O mesmo não acontece com registro vencido: não se pode dizer que o direito de propriedade ficou eivado de ilegalidade do objeto, muito menos de forma, pois nesse caso não se trata de uma disposição contratual e sim de uma superveniência ocorrida por força de lei. Não há que se falar em negócio jurídico aí.
Igualmente não se pode dizer que a compra da arma na loja com a consequente emissão de nota fiscal é uma transferência de propriedade sob condição resolutória, qual seja o registro no Sinarm, que deve preceder a entrega do objeto, pois essas condições são derivadas exclusivamente da vontade das partes, nos termos do Código Civil. E a não entrega da arma no momento da compra, mas sim da apresentação do registro ao vendedor, é uma imposição legal.
IV - Conclusão
O registro, pelo exposto, é o título de propriedade que se constitui após a transferência do bem da loja para o cliente, operação essa amparada por nota fiscal. Feito o registro, pode-se tomar posse do bem. Sendo o registro um título de propriedade, não deve estar subordinado a qualquer renovação periódica.
Em não estando, seria razoável fundamentar no interesse público a possibilidade de eventual expropriação decorrente de inaptidão superveniente? Se assim o fizermos, estaríamos invocando o poder de império do Estado, que só existe quando o próprio Estado tem interesse no objeto (um lote através do qual pretende construir um trecho de rodovia, por exemplo).

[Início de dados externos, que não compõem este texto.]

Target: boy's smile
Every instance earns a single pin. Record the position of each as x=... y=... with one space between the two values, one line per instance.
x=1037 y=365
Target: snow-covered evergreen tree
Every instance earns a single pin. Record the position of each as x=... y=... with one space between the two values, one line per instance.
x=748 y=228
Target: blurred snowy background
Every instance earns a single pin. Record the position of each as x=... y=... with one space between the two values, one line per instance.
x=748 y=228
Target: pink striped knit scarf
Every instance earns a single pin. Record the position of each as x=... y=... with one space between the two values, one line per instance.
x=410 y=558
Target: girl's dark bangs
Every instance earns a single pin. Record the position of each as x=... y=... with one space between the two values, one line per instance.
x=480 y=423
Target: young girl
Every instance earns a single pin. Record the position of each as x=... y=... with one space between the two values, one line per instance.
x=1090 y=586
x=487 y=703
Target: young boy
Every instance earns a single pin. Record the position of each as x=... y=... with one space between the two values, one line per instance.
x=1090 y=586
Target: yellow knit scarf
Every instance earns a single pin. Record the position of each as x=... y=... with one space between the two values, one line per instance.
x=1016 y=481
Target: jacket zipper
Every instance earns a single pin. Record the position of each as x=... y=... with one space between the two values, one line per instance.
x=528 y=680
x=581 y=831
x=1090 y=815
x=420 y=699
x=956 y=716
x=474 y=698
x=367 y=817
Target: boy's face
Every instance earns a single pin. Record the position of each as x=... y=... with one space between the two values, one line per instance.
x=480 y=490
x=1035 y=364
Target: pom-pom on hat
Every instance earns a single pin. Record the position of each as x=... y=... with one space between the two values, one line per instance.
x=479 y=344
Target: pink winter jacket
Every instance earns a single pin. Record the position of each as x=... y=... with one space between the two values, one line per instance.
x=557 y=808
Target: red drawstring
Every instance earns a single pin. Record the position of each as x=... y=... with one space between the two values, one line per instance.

Qual interesse o Estado teria em tomar para si uma arma de calibre permitido que muito provavelmente é diferente do padrão que as forças de segurança usam? É uma questão que deve ser considerada.
De qualquer forma, registro de arma de fogo tem natureza jurídica de propriedade, e como tal, não deve se condicionar a nenhum tipo de renovação temporal, sendo permamente. A legislação em vigor apresenta uma incongruência ao ignorar esse fato.
Se, porventura, o titular passar a não mais reunir condições para manter a posse, em situações excepcionais, e for razoável alijá-lo da arma de fogo por expediente de cautela, isso deveria ser feito apenas mediante contraditório e ampla defesa e sob eventuais indenizações compatíveis com o valor de mercado da arma.
Eis uma das poucas conclusões a que se pode chegar diante desta questão juridicamente complexa ,cuja solução invariavelmente envolverá o sopesamento de princípios.